関西の方々が「関東のそばつゆの色の黒さ」を嘆くのとほぼ同じくらい口にされるのが「お好み焼きにライスを付けないなんて」であろう(と勝手に邪推する)。確かに関東ではお好み焼きでご飯を食べる習慣(キャスタム)は無い。なんであらへんねん?関東はお好み焼きより「もんじゃ」だから?いや、もんじゃでメシも無いぞ。炭水化物に炭水化物はあり得ない?それなら焼きそばパンはどうなる?…今すぐにでも東西乱闘バトルが始まりそうだ。

私自身お好み焼きでメシを喰うようになったのは大人になってからである。大人になったからその味が分かるようになったのではなく、それまで食べる機会が無かった、というのが正しい。お好み焼きは子供のころ、ホットプレートで母がよく焼いてくれたものだが、その際にはご飯は付けられていなかった。ご飯が必要ないくらい、たくさん焼いてくれたものだ。

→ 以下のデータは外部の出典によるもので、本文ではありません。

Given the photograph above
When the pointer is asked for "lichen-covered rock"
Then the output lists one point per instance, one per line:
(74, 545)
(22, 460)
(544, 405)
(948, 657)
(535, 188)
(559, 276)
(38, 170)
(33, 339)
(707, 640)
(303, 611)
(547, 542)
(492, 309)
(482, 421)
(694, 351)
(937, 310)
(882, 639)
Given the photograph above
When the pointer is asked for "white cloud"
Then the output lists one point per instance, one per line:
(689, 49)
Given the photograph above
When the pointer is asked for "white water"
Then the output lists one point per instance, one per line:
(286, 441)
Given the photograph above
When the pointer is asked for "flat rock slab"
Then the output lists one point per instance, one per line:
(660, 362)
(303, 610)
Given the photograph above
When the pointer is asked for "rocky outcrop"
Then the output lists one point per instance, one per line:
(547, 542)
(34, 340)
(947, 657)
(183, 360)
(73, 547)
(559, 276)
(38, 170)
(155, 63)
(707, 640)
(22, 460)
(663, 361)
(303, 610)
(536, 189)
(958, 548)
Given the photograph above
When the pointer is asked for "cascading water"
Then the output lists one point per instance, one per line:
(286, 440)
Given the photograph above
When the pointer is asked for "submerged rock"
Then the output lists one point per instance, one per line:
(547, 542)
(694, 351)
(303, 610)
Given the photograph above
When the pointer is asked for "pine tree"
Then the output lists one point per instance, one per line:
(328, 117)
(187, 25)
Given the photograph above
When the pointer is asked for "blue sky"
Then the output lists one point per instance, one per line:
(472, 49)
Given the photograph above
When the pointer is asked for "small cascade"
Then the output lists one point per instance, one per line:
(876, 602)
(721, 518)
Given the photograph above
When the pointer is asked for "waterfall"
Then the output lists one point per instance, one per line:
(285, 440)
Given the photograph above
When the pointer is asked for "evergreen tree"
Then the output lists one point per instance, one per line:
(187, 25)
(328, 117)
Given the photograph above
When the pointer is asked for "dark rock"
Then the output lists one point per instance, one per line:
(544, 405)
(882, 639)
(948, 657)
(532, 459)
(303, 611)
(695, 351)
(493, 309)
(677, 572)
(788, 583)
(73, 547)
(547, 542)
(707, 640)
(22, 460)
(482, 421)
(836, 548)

ところで、お好み焼きライスは旨い。まづ、おたふくソースが旨い。そこにかつぶしとマヨネーズと青海苔なんだから、旨くないわけがない。でも、お好み焼きライスの旨さはソースだけじゃない。豚肉、玉子、キャベツ、他色々の旨さがあってこそ出てくる旨さなのである。

一度、たこ焼きライスというのをやったことがある。何、単純な話。たこ焼きを買い、シロメシと一緒に食べてみるだけだ。するとどうだ。まったく旨くないじゃないか!ちゃんとマヨかつぶし青海苔ソースなのに。生地だって同じようなものなのに!

結局たこ焼きは、生地に山芋を混ぜようが、具はタコのみ、である。いくら旨味があるタコといっても、鉄板を飛び越え、生地をぶち抜いてまで、その旨さはメシには着弾しない、ということなのだ。

なるほど、どおりで店にたこ焼きライス付きなんてメニューが無いわけだ。それどころか、たこ焼き屋に白飯が置いてあるのを見たことすらない。そう、たこ焼きは、単体で食べるのがいいのだ。

そしてお好み焼きにはシロメシ、である。